I caught her eye then, and for a second, there was something there—a flicker of vulnerability, maybe? I couldn't quite place it, but damn if I didn't want to. It drove me crazy, that look, the way she could go from fierce to... well, whatever the hell that was.

I stepped closer, close enough to see the way her lips were still trembling, though she was trying to hide it. Damn. The guilt started to creep in again. "I'm sorry, alright?" I muttered, and the words came out more quietly than I expected.

She raised an eyebrow. "Oh, you're sorry now?"

I could feel her testing me, the way her walls came up again, and it only made me more determined. "Yeah, well, I don't want to be the reason you jump off a moving bike, so..." I trailed off, my voice low, not quite sure how to finish the thought.

I wasn't used to apologizing. Especially not for something like this. But the thought of her being scared, of making her feel out of control... it messed with me more than I cared to admit.

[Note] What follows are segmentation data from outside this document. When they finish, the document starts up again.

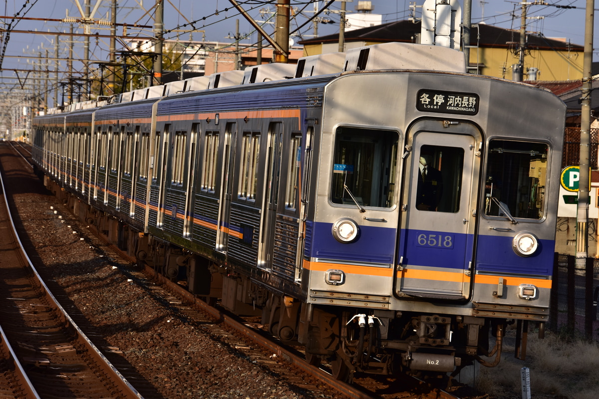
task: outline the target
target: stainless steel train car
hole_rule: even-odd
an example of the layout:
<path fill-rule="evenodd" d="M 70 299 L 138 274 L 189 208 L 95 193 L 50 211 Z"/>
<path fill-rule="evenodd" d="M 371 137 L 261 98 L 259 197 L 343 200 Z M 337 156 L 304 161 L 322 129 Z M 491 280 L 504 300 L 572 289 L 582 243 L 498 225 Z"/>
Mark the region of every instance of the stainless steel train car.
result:
<path fill-rule="evenodd" d="M 542 327 L 558 98 L 418 44 L 269 68 L 37 117 L 36 167 L 113 242 L 339 379 L 494 366 L 507 323 Z"/>

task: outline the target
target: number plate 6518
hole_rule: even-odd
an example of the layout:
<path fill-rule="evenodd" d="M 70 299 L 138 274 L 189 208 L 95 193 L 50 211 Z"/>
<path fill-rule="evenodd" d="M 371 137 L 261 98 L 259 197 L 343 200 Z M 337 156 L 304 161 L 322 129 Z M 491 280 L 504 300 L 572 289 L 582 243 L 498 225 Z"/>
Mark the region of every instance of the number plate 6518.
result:
<path fill-rule="evenodd" d="M 418 233 L 418 246 L 450 249 L 453 248 L 453 235 L 446 233 Z"/>

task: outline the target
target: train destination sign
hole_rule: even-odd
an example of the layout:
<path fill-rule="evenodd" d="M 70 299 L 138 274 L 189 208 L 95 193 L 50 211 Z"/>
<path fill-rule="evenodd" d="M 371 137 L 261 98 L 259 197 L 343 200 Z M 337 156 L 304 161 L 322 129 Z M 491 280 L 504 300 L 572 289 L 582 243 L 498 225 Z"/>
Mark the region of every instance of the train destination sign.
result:
<path fill-rule="evenodd" d="M 480 104 L 480 98 L 474 93 L 422 89 L 418 90 L 416 108 L 427 112 L 476 115 Z"/>

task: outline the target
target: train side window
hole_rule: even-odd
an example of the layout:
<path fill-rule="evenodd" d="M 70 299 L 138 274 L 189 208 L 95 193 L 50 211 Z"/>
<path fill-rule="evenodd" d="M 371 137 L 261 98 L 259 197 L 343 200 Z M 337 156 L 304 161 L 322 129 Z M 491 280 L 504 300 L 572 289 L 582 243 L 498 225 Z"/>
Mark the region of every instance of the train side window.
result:
<path fill-rule="evenodd" d="M 219 132 L 206 132 L 204 142 L 204 165 L 202 167 L 202 191 L 214 192 L 218 152 Z"/>
<path fill-rule="evenodd" d="M 117 166 L 118 166 L 119 160 L 120 159 L 120 157 L 119 156 L 119 150 L 120 148 L 120 143 L 119 142 L 119 132 L 114 132 L 112 136 L 112 143 L 111 151 L 110 153 L 110 171 L 116 172 Z"/>
<path fill-rule="evenodd" d="M 337 129 L 333 154 L 333 203 L 391 208 L 394 205 L 397 132 Z M 354 202 L 355 201 L 355 202 Z"/>
<path fill-rule="evenodd" d="M 238 197 L 256 200 L 258 166 L 260 154 L 260 133 L 244 132 L 241 143 L 241 170 L 239 176 Z"/>
<path fill-rule="evenodd" d="M 150 157 L 150 165 L 148 167 L 148 170 L 152 170 L 152 184 L 158 184 L 158 173 L 160 173 L 159 170 L 155 170 L 154 169 L 154 166 L 158 165 L 158 159 L 160 156 L 160 131 L 156 131 L 155 135 L 154 135 L 154 148 L 153 150 L 152 154 Z"/>
<path fill-rule="evenodd" d="M 98 166 L 101 169 L 106 169 L 106 150 L 108 146 L 108 134 L 102 132 L 100 136 L 100 156 L 98 160 Z"/>
<path fill-rule="evenodd" d="M 187 132 L 176 132 L 171 170 L 172 183 L 177 185 L 182 185 L 183 183 L 183 165 L 185 163 L 186 145 Z"/>
<path fill-rule="evenodd" d="M 131 164 L 133 157 L 133 132 L 127 132 L 123 137 L 125 140 L 125 151 L 123 153 L 124 170 L 123 173 L 126 176 L 131 175 Z"/>
<path fill-rule="evenodd" d="M 140 180 L 147 181 L 148 167 L 150 165 L 150 133 L 141 133 L 141 154 L 140 154 Z"/>
<path fill-rule="evenodd" d="M 300 178 L 300 162 L 301 157 L 301 136 L 291 137 L 289 148 L 289 165 L 287 173 L 287 187 L 285 190 L 285 208 L 297 208 L 298 181 Z"/>
<path fill-rule="evenodd" d="M 549 146 L 544 143 L 491 140 L 487 153 L 485 214 L 542 219 L 548 153 Z"/>
<path fill-rule="evenodd" d="M 462 193 L 464 149 L 424 145 L 419 157 L 416 209 L 458 212 Z"/>

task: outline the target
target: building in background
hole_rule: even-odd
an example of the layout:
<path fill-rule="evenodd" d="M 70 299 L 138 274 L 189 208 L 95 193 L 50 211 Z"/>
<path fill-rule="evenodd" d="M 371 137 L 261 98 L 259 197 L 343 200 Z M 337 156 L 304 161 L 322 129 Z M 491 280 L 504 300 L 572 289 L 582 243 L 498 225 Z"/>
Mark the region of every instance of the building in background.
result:
<path fill-rule="evenodd" d="M 420 23 L 398 21 L 345 32 L 345 50 L 388 42 L 420 42 Z M 471 30 L 471 72 L 512 78 L 512 65 L 518 63 L 519 31 L 478 24 Z M 544 36 L 527 36 L 525 80 L 577 80 L 582 78 L 584 47 Z M 304 55 L 339 50 L 337 34 L 302 40 Z"/>

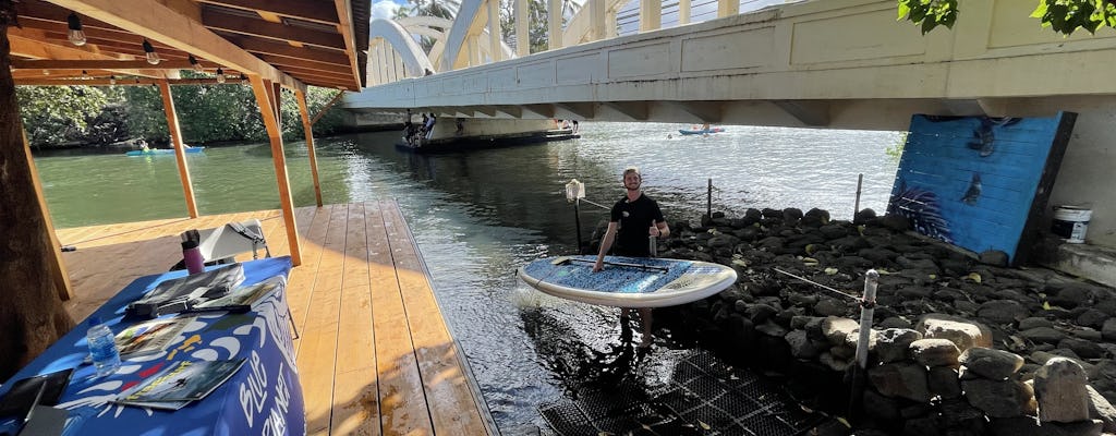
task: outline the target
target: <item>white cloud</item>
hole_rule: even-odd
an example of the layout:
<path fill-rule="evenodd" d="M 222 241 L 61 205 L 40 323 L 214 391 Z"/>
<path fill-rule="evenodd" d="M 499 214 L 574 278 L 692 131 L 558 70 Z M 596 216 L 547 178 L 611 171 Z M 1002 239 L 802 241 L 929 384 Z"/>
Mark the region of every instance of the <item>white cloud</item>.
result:
<path fill-rule="evenodd" d="M 392 0 L 379 0 L 372 3 L 372 19 L 384 18 L 392 19 L 395 18 L 395 10 L 400 9 L 400 4 Z"/>

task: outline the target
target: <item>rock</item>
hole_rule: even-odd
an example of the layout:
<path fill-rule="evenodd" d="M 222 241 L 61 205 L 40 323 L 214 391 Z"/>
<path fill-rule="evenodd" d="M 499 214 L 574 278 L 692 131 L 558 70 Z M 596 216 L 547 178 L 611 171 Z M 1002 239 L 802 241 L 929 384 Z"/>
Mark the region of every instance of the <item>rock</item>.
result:
<path fill-rule="evenodd" d="M 876 336 L 876 356 L 884 364 L 904 360 L 911 356 L 911 342 L 920 339 L 922 333 L 912 329 L 885 329 Z"/>
<path fill-rule="evenodd" d="M 911 342 L 911 357 L 927 367 L 956 368 L 961 351 L 949 339 L 920 339 Z"/>
<path fill-rule="evenodd" d="M 1050 327 L 1036 327 L 1033 329 L 1023 330 L 1019 332 L 1019 336 L 1030 339 L 1032 342 L 1039 343 L 1058 343 L 1058 341 L 1066 339 L 1066 333 Z"/>
<path fill-rule="evenodd" d="M 1006 324 L 1029 317 L 1030 311 L 1019 301 L 992 300 L 981 304 L 977 316 L 995 324 Z"/>
<path fill-rule="evenodd" d="M 985 250 L 980 253 L 978 261 L 985 265 L 1007 267 L 1008 253 L 1004 253 L 1000 250 Z"/>
<path fill-rule="evenodd" d="M 959 361 L 965 371 L 991 380 L 1011 377 L 1023 366 L 1023 358 L 1019 355 L 983 347 L 965 350 Z"/>
<path fill-rule="evenodd" d="M 992 347 L 992 330 L 964 318 L 929 313 L 918 320 L 914 329 L 925 339 L 949 339 L 961 351 L 973 347 Z"/>
<path fill-rule="evenodd" d="M 881 395 L 930 401 L 926 368 L 912 362 L 884 364 L 868 369 L 868 381 Z"/>
<path fill-rule="evenodd" d="M 845 345 L 846 338 L 859 328 L 859 323 L 848 318 L 826 317 L 821 321 L 821 335 L 835 346 Z"/>
<path fill-rule="evenodd" d="M 1035 372 L 1035 397 L 1042 423 L 1075 423 L 1089 419 L 1089 391 L 1085 369 L 1077 362 L 1056 357 Z"/>
<path fill-rule="evenodd" d="M 931 396 L 940 396 L 943 399 L 961 397 L 961 380 L 958 379 L 958 370 L 950 367 L 931 367 L 926 377 L 930 382 Z"/>
<path fill-rule="evenodd" d="M 1105 432 L 1116 433 L 1116 407 L 1097 389 L 1089 385 L 1085 385 L 1085 388 L 1089 390 L 1089 418 L 1100 420 Z"/>
<path fill-rule="evenodd" d="M 1038 406 L 1031 388 L 1017 380 L 961 380 L 961 389 L 973 407 L 992 418 L 1035 415 Z"/>

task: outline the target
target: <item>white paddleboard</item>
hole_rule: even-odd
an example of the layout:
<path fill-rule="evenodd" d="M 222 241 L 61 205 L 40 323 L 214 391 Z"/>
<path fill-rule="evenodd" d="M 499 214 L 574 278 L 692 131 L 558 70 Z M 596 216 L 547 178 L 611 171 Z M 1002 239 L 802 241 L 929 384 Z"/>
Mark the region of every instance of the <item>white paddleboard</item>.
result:
<path fill-rule="evenodd" d="M 685 304 L 737 282 L 737 271 L 718 263 L 605 256 L 604 271 L 593 272 L 596 261 L 595 255 L 543 258 L 520 267 L 519 278 L 555 297 L 622 308 Z"/>

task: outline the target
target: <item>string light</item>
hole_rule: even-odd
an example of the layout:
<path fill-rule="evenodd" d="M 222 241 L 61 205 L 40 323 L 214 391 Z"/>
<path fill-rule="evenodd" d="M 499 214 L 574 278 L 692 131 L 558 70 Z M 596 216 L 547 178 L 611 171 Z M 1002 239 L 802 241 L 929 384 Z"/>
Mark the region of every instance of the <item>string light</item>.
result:
<path fill-rule="evenodd" d="M 147 64 L 158 65 L 158 61 L 162 60 L 158 58 L 158 54 L 155 52 L 155 47 L 152 47 L 151 42 L 147 42 L 146 38 L 143 40 L 143 51 L 147 57 Z"/>
<path fill-rule="evenodd" d="M 81 30 L 81 18 L 75 12 L 70 12 L 69 17 L 66 17 L 66 22 L 69 25 L 69 30 L 66 31 L 66 38 L 70 40 L 70 43 L 81 47 L 85 46 L 85 31 Z"/>
<path fill-rule="evenodd" d="M 198 62 L 198 59 L 194 58 L 194 55 L 190 55 L 189 59 L 190 59 L 190 67 L 193 68 L 194 71 L 201 72 L 205 70 L 205 68 L 202 68 L 202 65 Z"/>

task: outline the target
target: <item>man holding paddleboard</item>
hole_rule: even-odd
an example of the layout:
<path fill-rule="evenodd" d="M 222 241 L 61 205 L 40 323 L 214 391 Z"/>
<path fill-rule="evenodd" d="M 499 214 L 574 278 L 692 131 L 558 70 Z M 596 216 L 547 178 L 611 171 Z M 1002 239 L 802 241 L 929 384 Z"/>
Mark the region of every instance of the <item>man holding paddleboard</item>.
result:
<path fill-rule="evenodd" d="M 605 254 L 613 248 L 613 254 L 632 258 L 651 258 L 656 255 L 656 238 L 671 235 L 671 227 L 663 217 L 663 211 L 658 209 L 658 203 L 643 194 L 641 186 L 643 177 L 639 169 L 628 167 L 624 169 L 624 197 L 613 205 L 612 214 L 608 219 L 608 230 L 600 239 L 600 251 L 597 253 L 597 263 L 593 265 L 593 271 L 605 269 Z M 628 309 L 624 309 L 622 317 L 627 316 Z M 643 324 L 643 340 L 641 348 L 650 347 L 652 341 L 651 309 L 641 308 L 639 319 Z"/>

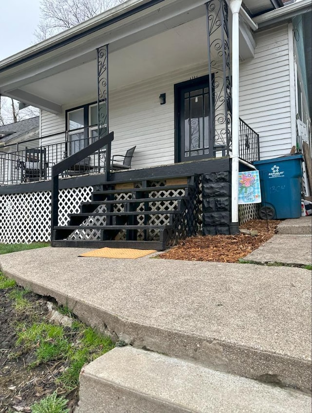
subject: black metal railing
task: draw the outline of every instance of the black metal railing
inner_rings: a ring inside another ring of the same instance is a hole
[[[239,157],[247,162],[260,160],[259,134],[239,118]]]
[[[71,170],[76,165],[79,165],[93,154],[98,152],[106,147],[106,162],[104,171],[103,181],[108,180],[110,169],[111,149],[114,139],[114,132],[111,132],[84,148],[78,152],[66,157],[52,167],[51,189],[51,237],[53,236],[53,229],[58,224],[58,179],[59,175]]]
[[[6,145],[6,152],[0,147],[0,185],[51,180],[53,165],[96,141],[96,135],[89,136],[93,126]],[[76,138],[79,136],[83,137]],[[62,176],[103,173],[106,157],[106,150],[97,151],[71,166]]]

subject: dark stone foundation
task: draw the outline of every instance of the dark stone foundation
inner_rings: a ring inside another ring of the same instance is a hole
[[[203,235],[230,234],[231,175],[210,172],[202,176]]]

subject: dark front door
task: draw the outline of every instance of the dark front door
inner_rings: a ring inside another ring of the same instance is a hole
[[[176,161],[213,157],[209,77],[176,85],[175,104]]]

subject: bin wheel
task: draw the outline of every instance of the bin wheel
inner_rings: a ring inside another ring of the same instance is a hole
[[[260,219],[272,219],[275,215],[275,211],[271,207],[262,207],[259,211]]]

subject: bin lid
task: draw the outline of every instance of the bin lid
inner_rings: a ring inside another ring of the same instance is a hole
[[[294,159],[300,159],[303,160],[303,157],[302,154],[296,154],[294,155],[286,155],[283,157],[278,157],[275,158],[271,158],[270,159],[265,159],[263,160],[255,160],[253,163],[254,165],[258,165],[260,163],[269,163],[275,161],[282,162],[284,160],[292,160]]]

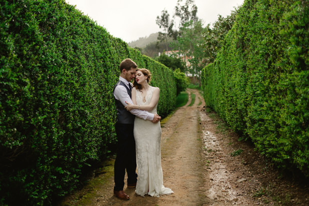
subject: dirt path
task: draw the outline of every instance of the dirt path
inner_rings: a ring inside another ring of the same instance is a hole
[[[108,171],[102,172],[105,174],[94,178],[96,184],[68,197],[60,205],[307,205],[308,189],[304,186],[294,185],[290,190],[277,190],[278,194],[288,191],[290,196],[288,200],[281,201],[278,195],[279,200],[274,202],[272,197],[276,194],[270,189],[270,180],[276,180],[278,174],[265,168],[265,163],[261,163],[263,158],[254,152],[252,145],[238,143],[238,137],[230,131],[223,129],[218,132],[218,123],[215,123],[218,120],[205,111],[198,91],[188,89],[187,91],[187,104],[179,108],[162,126],[164,184],[171,188],[174,194],[159,198],[143,198],[135,194],[134,189],[125,185],[124,191],[130,200],[117,199],[112,194],[113,177],[110,174],[113,162],[106,167]],[[196,98],[194,104],[189,106],[191,93],[195,94]],[[265,172],[272,175],[266,176]],[[271,181],[271,186],[279,189],[282,184],[292,184],[285,181]],[[292,192],[296,189],[296,193]],[[269,194],[270,191],[273,194]]]

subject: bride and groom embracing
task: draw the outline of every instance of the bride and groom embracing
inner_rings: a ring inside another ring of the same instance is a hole
[[[127,187],[136,187],[138,195],[159,197],[173,193],[163,186],[161,117],[157,114],[160,89],[148,84],[151,78],[148,70],[137,68],[130,59],[122,61],[119,80],[113,91],[117,111],[115,127],[118,140],[114,195],[123,200],[130,199],[123,191],[126,170]],[[134,77],[132,85],[130,82]]]

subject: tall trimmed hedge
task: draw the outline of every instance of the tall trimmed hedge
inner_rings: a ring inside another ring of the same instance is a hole
[[[246,0],[215,62],[206,104],[278,166],[309,176],[309,5]]]
[[[161,115],[176,84],[171,70],[63,0],[0,1],[0,205],[50,205],[116,141],[122,60],[152,72]]]

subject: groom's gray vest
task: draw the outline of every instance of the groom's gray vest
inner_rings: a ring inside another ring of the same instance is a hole
[[[118,85],[123,86],[127,90],[128,94],[131,98],[131,90],[128,88],[128,86],[126,84],[120,80],[119,80],[117,84],[114,87],[113,90],[113,94],[114,94],[114,91],[115,88]],[[116,103],[116,109],[117,109],[117,122],[121,124],[133,124],[134,123],[134,118],[135,116],[124,108],[124,106],[121,104],[121,102],[117,100],[115,96],[115,103]]]

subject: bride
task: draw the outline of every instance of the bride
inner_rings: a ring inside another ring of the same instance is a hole
[[[146,69],[137,69],[132,90],[134,104],[128,104],[126,109],[146,110],[156,114],[160,89],[148,84],[151,75]],[[163,186],[163,175],[161,167],[161,126],[160,122],[151,121],[135,117],[134,138],[138,178],[135,192],[144,197],[149,195],[159,197],[174,192]]]

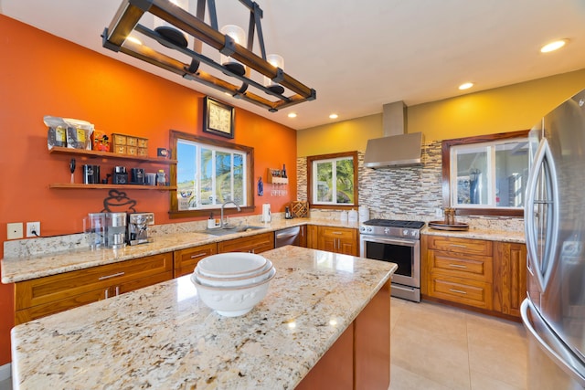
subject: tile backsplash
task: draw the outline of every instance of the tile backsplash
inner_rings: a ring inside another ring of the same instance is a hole
[[[359,205],[369,208],[370,218],[420,220],[441,219],[435,209],[442,208],[441,142],[423,145],[422,166],[370,169],[364,166],[364,153],[358,152]],[[297,199],[307,200],[306,158],[297,159]],[[339,211],[311,209],[312,217],[338,219]],[[504,231],[524,230],[519,217],[456,216],[472,228]]]

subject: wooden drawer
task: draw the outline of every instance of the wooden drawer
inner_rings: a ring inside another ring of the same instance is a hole
[[[218,243],[218,253],[250,252],[261,253],[274,248],[274,233],[261,233]]]
[[[453,256],[451,252],[429,250],[430,272],[492,282],[492,258],[476,255]]]
[[[192,273],[199,260],[216,253],[218,253],[218,244],[215,242],[176,250],[173,255],[175,257],[175,278]]]
[[[318,227],[318,230],[319,236],[325,236],[348,241],[357,239],[357,230],[353,228]]]
[[[482,239],[429,236],[427,245],[429,249],[466,253],[470,255],[492,256],[492,241]]]
[[[163,253],[17,282],[15,285],[15,309],[19,311],[41,304],[54,303],[61,300],[75,300],[72,297],[85,294],[88,291],[105,290],[112,286],[121,286],[135,279],[148,280],[149,278],[157,274],[163,275],[149,284],[172,279],[172,253]],[[143,284],[138,288],[144,287]]]
[[[429,280],[429,295],[452,302],[492,310],[492,284],[449,276],[433,276]]]

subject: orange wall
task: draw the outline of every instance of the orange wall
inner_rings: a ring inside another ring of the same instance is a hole
[[[201,93],[2,15],[0,37],[2,242],[10,222],[40,221],[42,236],[80,232],[83,216],[101,210],[107,196],[102,190],[48,188],[49,183],[69,182],[70,174],[69,156],[48,153],[45,115],[84,120],[108,132],[148,138],[151,156],[156,147],[168,147],[169,129],[214,137],[201,131]],[[254,214],[261,213],[262,203],[271,203],[274,212],[283,211],[296,194],[295,132],[240,109],[236,109],[234,132],[234,142],[254,147],[254,182],[261,175],[266,180],[268,167],[290,167],[288,196],[271,197],[266,186],[264,196],[255,199]],[[78,158],[77,183],[81,183],[82,163]],[[157,225],[197,219],[170,220],[168,193],[126,192],[137,201],[138,211],[155,214]],[[11,360],[13,310],[13,286],[0,285],[0,365]]]

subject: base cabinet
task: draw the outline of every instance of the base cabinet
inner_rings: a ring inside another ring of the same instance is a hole
[[[178,278],[193,273],[195,267],[203,258],[209,255],[218,253],[218,244],[200,245],[198,247],[187,248],[186,249],[176,250],[173,254],[175,259],[174,277]]]
[[[163,253],[16,282],[15,325],[173,279],[173,254]]]
[[[296,389],[387,390],[390,384],[390,285],[387,283]]]
[[[526,298],[526,246],[494,244],[494,310],[520,317],[520,305]]]
[[[317,249],[359,256],[357,230],[348,227],[317,227]]]
[[[423,235],[421,250],[423,299],[520,318],[525,244]]]

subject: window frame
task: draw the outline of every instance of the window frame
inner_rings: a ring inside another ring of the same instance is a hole
[[[524,208],[512,207],[463,207],[452,204],[452,180],[451,180],[451,148],[452,146],[473,143],[497,142],[499,141],[508,142],[513,138],[526,138],[527,141],[530,130],[520,130],[509,132],[499,132],[495,134],[478,135],[473,137],[456,138],[444,140],[441,142],[442,157],[442,205],[444,207],[455,207],[459,216],[524,216]]]
[[[233,143],[228,141],[216,140],[211,138],[201,137],[195,134],[190,134],[188,132],[178,132],[176,130],[171,130],[169,132],[169,144],[171,147],[171,155],[173,158],[177,159],[177,142],[179,140],[187,141],[190,142],[197,142],[201,144],[207,144],[213,148],[223,148],[229,149],[238,152],[242,152],[245,154],[245,165],[246,165],[246,189],[244,191],[244,196],[248,199],[248,205],[240,205],[240,209],[242,212],[253,212],[255,210],[254,205],[254,148],[250,146],[239,145],[237,143]],[[177,188],[177,166],[171,165],[171,173],[170,173],[170,180],[171,185],[175,188]],[[170,191],[171,200],[170,200],[170,211],[169,216],[171,218],[184,218],[184,217],[193,217],[193,216],[208,216],[211,213],[218,214],[221,206],[216,205],[216,207],[206,207],[197,210],[179,210],[178,208],[178,200],[177,200],[177,192],[178,188]],[[235,207],[226,207],[224,210],[224,214],[229,215],[232,214],[235,211]]]
[[[354,203],[352,205],[345,205],[345,204],[337,204],[337,203],[331,203],[331,204],[314,203],[313,201],[313,194],[314,194],[313,163],[314,162],[319,162],[319,161],[328,161],[328,160],[335,160],[335,159],[341,159],[341,158],[351,158],[353,159],[353,162],[354,162],[354,191],[353,191]],[[340,210],[359,207],[359,199],[357,197],[357,194],[358,194],[357,190],[359,186],[359,182],[358,182],[359,167],[358,167],[358,160],[357,160],[357,152],[344,152],[339,153],[308,156],[306,158],[306,161],[307,161],[307,201],[309,203],[310,207],[322,208],[322,209],[340,209]]]

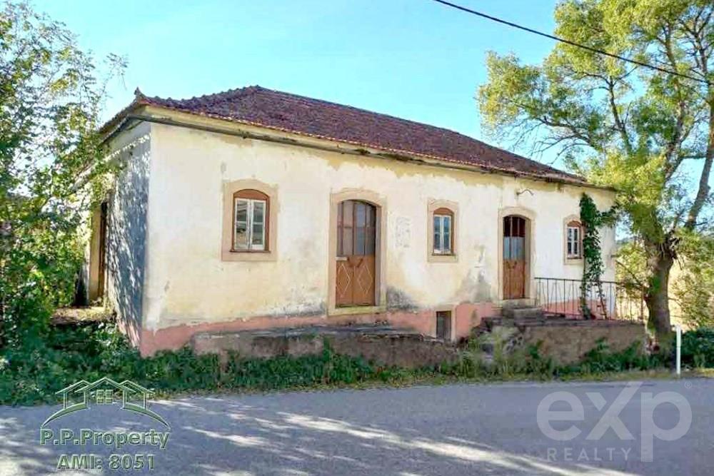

"You okay now?" I asked again, the words slipping out before I could stop them, my hand hovering near her arm, like I was waiting for her to shove me away or push me to move. I didn't know which one I was expecting more.

But I was there, right there, hoping she didn't say anything that would make me pull away.

"I'm never sitting on this again, with you being the driver," she muttered, glaring at me.

Her words hit me like a damn brick wall. I couldn't help the smirk that tugged at my lips, but beneath that, something else stirred. She was pissed, and I couldn't blame her—hell, I'd be pissed too if someone drove like I did.

She glared at me, her eyes fierce, the way she always got when she was frustrated. That fire. I loved it.

But damn if it didn't make me feel... something I wasn't used to. The way she stood there, her arms crossed, still shaking off the adrenaline from the ride, it got to me in a way I wasn't ready to admit.

"Never, huh?" I couldn't help the low chuckle that escaped me, though my voice was rough, a little more serious than I intended. "You sure about that?"

I took a step closer, but this time, I didn't press it. The cocky edge of my grin faded slightly, replaced by something darker, more thoughtful. I could see her fighting the urge to keep pushing me away, but she was still there, still here.

"Don't tell me you're scared," I teased, though there was a softness to it now, something I didn't normally allow myself to show. "I thought you liked living on the edge."

She rolled her eyes, but I saw the way her chest rose and fell, her breath still shaky from the ride. I leaned in, just a little, wanting to see if I could catch her off guard, make her soften.

"Come on, Mashal. You know you're not getting rid of me that easily," I said, voice quieter now, with a hint of challenge in it.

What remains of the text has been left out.